The Fry Fish Class

By Sylvia Beene

A friend from the community college waved a flyer in my face. She excitedly asked if I knew how to "fly-fish." My ears deceived me: I heard "fry-fish."

"Of course," I responded, then told her how to saute fish.

She said it again, less excitedly. Face flushed, I admitted "fly-fishing" was not a talent of mine. Scenes from "A River Runs Through It" flashed in my mind--and halted as I saw myself entangled in fishing line.

I thought about it, urged on by a seasoned fly-fisherman who reasoned that I would be missing out on the "big-one-that-got away" story time at the local eatery, not to mention having my picture--with fish--proudly displayed at the local store.

So I filled my evenings going online to discover the new items of this sport, and with a few clicks of my mouse I visited a world of lightweight graphite rods and other gear. I was told the shorter the length the more you have to work at casting. Being a 5' woman facing a 9' rod, I was daunted; but the Home Waters Fly Shop owner in Eugene assured me I would become accustomed to the rod. I was also told the price does not have to be expensive, as fly-fishing is "technique-based, not price-based."

I found the flies to be the most delightful of my selections; they appealed to my fashion sense. I was naturally attracted to the magenta and hot pink flies, but when I considered what a fish might be attracted to I decided that the natural color of a flying bug (browns and blacks with some green tossed in) would be more delectable to fish. To please me and also allow me to watch my casting, the owner put some pretty hot-pink fuzz on the end of the leader.

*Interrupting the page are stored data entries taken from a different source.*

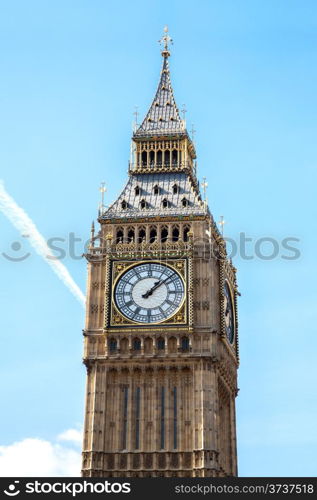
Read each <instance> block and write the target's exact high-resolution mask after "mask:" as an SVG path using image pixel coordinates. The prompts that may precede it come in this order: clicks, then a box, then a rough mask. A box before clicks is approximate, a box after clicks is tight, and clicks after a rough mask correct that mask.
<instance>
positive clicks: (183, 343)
mask: <svg viewBox="0 0 317 500" xmlns="http://www.w3.org/2000/svg"><path fill="white" fill-rule="evenodd" d="M181 346H182V351H188V350H189V338H188V337H182V340H181Z"/></svg>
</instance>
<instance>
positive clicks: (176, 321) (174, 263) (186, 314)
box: [109, 259, 188, 328]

On the first night of our class the instructor, Gene Walz, showed us a rod he found at a garage sale, proving that an inexpensive rod and reel can be used and further attesting that technique, not money, is what catches fish.

I brought my new items home, took them out and tested the weight and feel of the whole ensemble. But I found I was lacking some more items. I already had fishing vest, net, pliers and other goodies but shivered when I thought of getting in the cold water! But Mr. Walz informed me this item is not totally necessary, and that at this point I can stay on shore or get in a boat where I'll stay dry unless I accidentally tip the canoe . . . Best I stay on land for now.

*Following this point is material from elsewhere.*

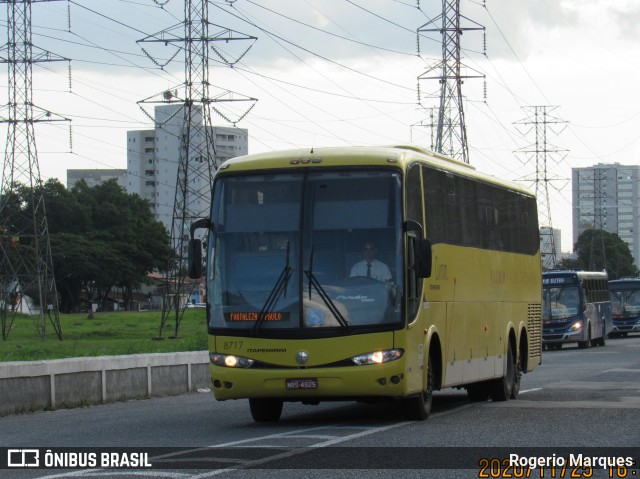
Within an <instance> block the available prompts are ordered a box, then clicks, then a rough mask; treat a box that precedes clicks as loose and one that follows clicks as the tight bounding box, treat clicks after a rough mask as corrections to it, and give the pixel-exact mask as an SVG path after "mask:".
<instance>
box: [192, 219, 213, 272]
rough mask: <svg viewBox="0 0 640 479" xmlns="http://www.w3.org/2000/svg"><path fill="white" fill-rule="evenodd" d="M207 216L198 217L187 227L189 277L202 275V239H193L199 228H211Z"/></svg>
mask: <svg viewBox="0 0 640 479" xmlns="http://www.w3.org/2000/svg"><path fill="white" fill-rule="evenodd" d="M211 227H212V225H211V220H209V218H200V219H198V220H196V221H194V222H193V223H191V227H190V228H189V233H190V238H189V247H188V263H189V278H191V279H200V278H201V277H202V241H201V240H199V239H195V238H194V236H195V232H196V230H197V229H199V228H207V229H211Z"/></svg>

After five classes taught at the indoor gym, I was ready to cast on a private pond. I was one of five women and several men who took the class. This was the most women, Mr. Walz has ever had in a single class, so I believe women are finding this sport can be relaxing and rewarding. With patience and humor he helped develop my casting. I learned how to tie the knots that attach the flies, and finally how to relax and recognize the sweet spot all rods have. The proper rhythm and hum of the line sailing out onto the water brings a sigh of contentment from me every time.

On graduation day, my baptism into the fly-fishing sport was to land two largemouth bass that I thanked personally for the experience, and then released back into their watery home.

I now carry my gear in the car just in case I have an opportunity to wade in, with hope of a fish-fry to follow.

Sylvia Beene lives in Drain, Oregon, and fishes on the North Umpqua River.